けれど、俺が彼女に殺されることには変わりなかった。
「ねぇ、なんでまだ死んでくれないの……。ねぇ、おかしいよ。普通、これだけ殺されたら、嫌になるでしょ」
すでに、彼女のほうが疲れているようだった。
そんな彼女は懸命に俺のことを殺した。
「なんでぇ、ねぇ、なんで死んでくれないの? お願いだから、死んでよ。ねぇ、お願いだから」
なぜか、彼女のほうが泣きわめいていた。
「おい」と声でもかけようかと手を伸ばした瞬間、彼女は俺のことを刺し殺した。
「おかしいおかしいおかしい……ッ! なんでぇ、死んでくれないのーッ。おかしいよー! おかしいよ、おかしいよ、おかしいよッ!!」
彼女は発狂していた。それでも、彼女は俺のことを殺した。
「……………………なんで、まだ生きてるの?」
すっかり疲弊した目で彼女は俺のことを呟いていた。
それでも、彼女は俺のことを殺した。
「うわぁああああああああああん! なんでぇええええ! なんで、死んでくれないのッ!」
アゲハは大粒の涙をこぼしながら、それでも俺のことを殺した。
「一緒に死ぬからッ! 私も一緒に死ぬからッ! ねぇ、だから、一緒に死のうよッ! お願いだから……」
涙を流しながら説得をする。それでも、彼女は剣で俺の体を突き刺した。
「ごめんなさい、ごめんなさい、ごめんなさい、ごめんなさい。全部、私が悪いんです。でも、お願いです。だから、死んでください。お願いですぅ」
どこか壊れた様子でそう呟きながら、彼女は俺のことを殺す。
「好きです。キスカのことが世界で一番大好きです。心の底から愛しています。だから、お願いです。一緒に死んでください」
愛の告白をされながら、俺は殺された。
「うぅうううううううううッッ!! なんで、なんで、これだけ殺されても平気なの!?」
カラン、と地面に剣が落ちる音が聞こえる。
それから彼女は泣きながら、地面にへたりこんだ。
どうやら彼女に俺を殺す気力はもうないようだ。
「いや、えっと……」
なんて答えるべきかわからない俺は言葉をつまらせる。
「今まで、何百回も死んでいるし。このぐらいなら、正直、まだ平気なんだが」
確かに、死ぬのは苦痛だし。
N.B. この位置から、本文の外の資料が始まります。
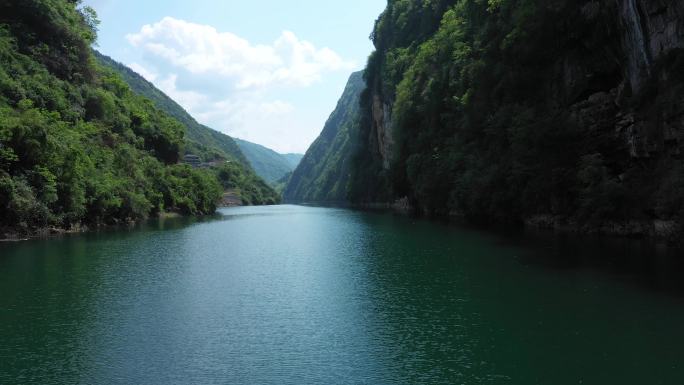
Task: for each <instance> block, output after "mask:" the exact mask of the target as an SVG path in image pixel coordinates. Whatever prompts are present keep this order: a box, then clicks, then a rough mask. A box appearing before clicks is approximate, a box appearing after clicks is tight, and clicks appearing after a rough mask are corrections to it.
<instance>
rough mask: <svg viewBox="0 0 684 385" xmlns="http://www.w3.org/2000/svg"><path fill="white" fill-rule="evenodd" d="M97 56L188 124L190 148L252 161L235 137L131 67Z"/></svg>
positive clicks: (147, 96) (243, 161)
mask: <svg viewBox="0 0 684 385" xmlns="http://www.w3.org/2000/svg"><path fill="white" fill-rule="evenodd" d="M95 57H96V58H97V59H98V61H99V62H100V63H101V64H102V65H103V66H105V67H109V68H111V69H113V70H114V71H116V73H118V74H119V75H120V76H121V78H122V79H123V80H124V81H125V82H126V83H127V84H128V85H129V86H130V87H131V89H132V90H133V92H135V93H136V94H138V95H142V96H144V97H146V98H148V99H150V100H151V101H152V102H154V104H155V105H156V106H157V108H159V109H160V110H162V111H164V112H166V113H167V114H169V115H171V116H173V117H174V118H176V119H177V120H178V121H179V122H181V123H183V124H184V125H185V127H186V128H187V135H186V137H187V140H188V142H189V143H188V146H187V151H188V152H194V153H203V154H207V156H214V155H218V156H221V157H228V158H232V159H234V160H237V161H238V162H241V163H243V164H245V165H248V164H249V163H248V162H247V158H246V157H245V155H244V154H243V153H242V151H240V148H239V147H238V145H237V143H235V140H233V138H231V137H230V136H228V135H225V134H223V133H221V132H218V131H216V130H212V129H211V128H209V127H207V126H204V125H202V124H199V123H198V122H197V121H196V120H195V119H194V118H193V117H192V116H191V115H190V114H189V113H188V112H187V111H185V110H184V109H183V107H181V106H180V105H179V104H178V103H176V102H175V101H174V100H173V99H171V98H170V97H168V96H167V95H166V94H165V93H163V92H162V91H161V90H159V89H158V88H157V87H155V86H154V84H152V83H150V82H148V81H147V80H145V78H143V77H142V76H140V75H138V74H137V73H136V72H135V71H133V70H132V69H130V68H128V67H126V66H125V65H123V64H121V63H119V62H117V61H115V60H113V59H112V58H110V57H108V56H105V55H102V54H101V53H99V52H97V51H95Z"/></svg>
できれば、その苦痛を感じたくないと思う。
けど、死にすぎたせいだろうか、死ぬことに慣れてしまった自分がいるのも事実だ。
「それで、もう終わりなのか?」
個人的にはもっと死んでもよかったんだが、とか思いながら、そう告げる。
「お前、頭おかしいよぅ」
アゲハが深いため息をつきながらそう言った。
「いや、俺はいたって普通の人間だが」
だから、そんなこと言われる筋合いなんてないと思うが。
「………………」
なぜか彼女は不服そうな目つきで俺のことをだまって睨んでいた。
なんだろう? すごく視線が痛いな。